This course provides students with opportunities to further develop their skills and knowledge in De’VIA visual arts. Students will explore a range of subject matter including studio activities and will consolidate their practical skills by examining cultural and historical contexts of De’VIA arts (including artwork by Deaf artists). In this section, students will focus on De’VIA arts appreciation. They will analyse art works and study aspects of Deaf artists from Canada and other parts of the world as well as study De’VIA art history. Within this course, students analyse, interpret, evaluate and examine a range of artwork from applied De’VIA design and fine arts to crafts by Deaf artists.Note: De’VIA, (Deaf View Image Art) explores Deaf experience on a personal cultural or physical level using formal art elements.
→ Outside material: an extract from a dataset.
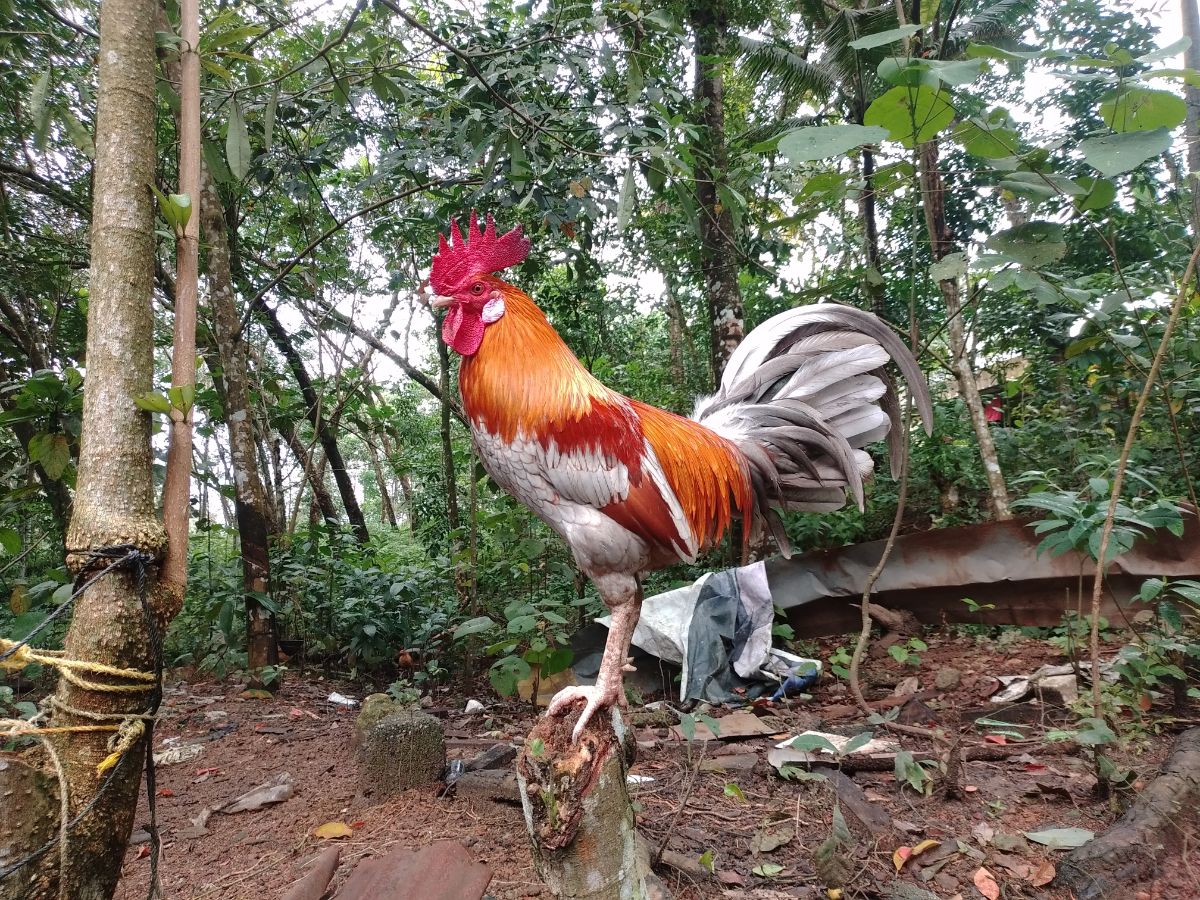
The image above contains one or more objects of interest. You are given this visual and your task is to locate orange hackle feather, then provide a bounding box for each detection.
[458,276,752,556]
Many artworks instinctively or intentionally reflect De’VIA elements such as:
• Intense and contrasting colours
• contrasting textures and values
• emphasis on eyes, mouths, ears and hands
• motifs, metaphors, insights and perspectives of Deaf experience
This presents an opportunity for students to reflect on, explore and integrate their experiences as Deaf individuals and to express their experiences through art.
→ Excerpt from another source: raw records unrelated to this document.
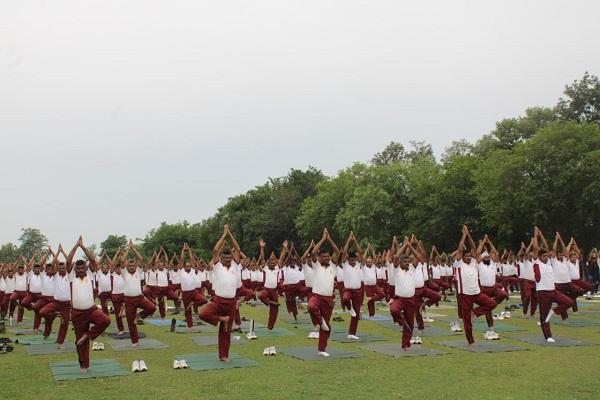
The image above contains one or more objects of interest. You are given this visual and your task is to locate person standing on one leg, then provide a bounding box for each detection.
[308,228,340,357]
[67,236,110,374]
[454,225,496,345]
[533,226,573,343]
[341,231,364,340]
Reference: For a list of links, please click on “Visual Arts Resources”.
By the end of this course, students will:
• use appropriate visual arts and especially De’VIA terminology to describe art concepts, principles, styles, content, materials, and techniques;
• describe the impact of various historical and contemporary influences ( from both within the Deaf community and from the mainstream community) on Deaf artists’ artwork;
• produce original De’VIA art works, using a variety of materials, tools, processes, and technologies appropriately;
• evaluate their own De’VIA art works and those of others, demonstrating an understanding of the process of De’VIA critical analysis and providing grounds for their way of thinking, feelings including aesthetic judgements;
• analyse De’VIA art works in relation to their (both the Deaf artist’s and the student’s) background, cultural, social, political, and historical contexts;
• analyse ways in which cultural institutions (family, school, organizations, etc) shape our perception and understanding of De’VIA art;
• analyse the influence of De’VIA art on their lives and the surrounding community (including their family, school, local community);
• analyse career opportunities within visual arts & museum studies at the Deaf Culture Centre (curator, archivist, multimedia technician, multimedia producer, program liaison coordinator);
By the end of this course, students will:
• explain how the elements and principles of design reflected in a specific work of a Deaf artist support the De’VIA concepts and ideas;
• demonstrate an understanding of various aspects of the history and its influence and especially in the emergence of De’VIA;
• demonstrate an understanding of selected aspects of De’VIA architecture (e.g., Deaf Culture Centre’s bronze door handles, iconic images on the stairway medallions, visual openness through the use of glass throughout the space, marble materials used on countertops);
• describe the relationship between the works of Deaf artists of different periods and the political, social, and religious climates of those periods;
• describe examples of applied art from Deaf culture that have been influenced by new techniques and materials;
• identify style, content, and technique in the art works studied, and speculate on each artist’s intent.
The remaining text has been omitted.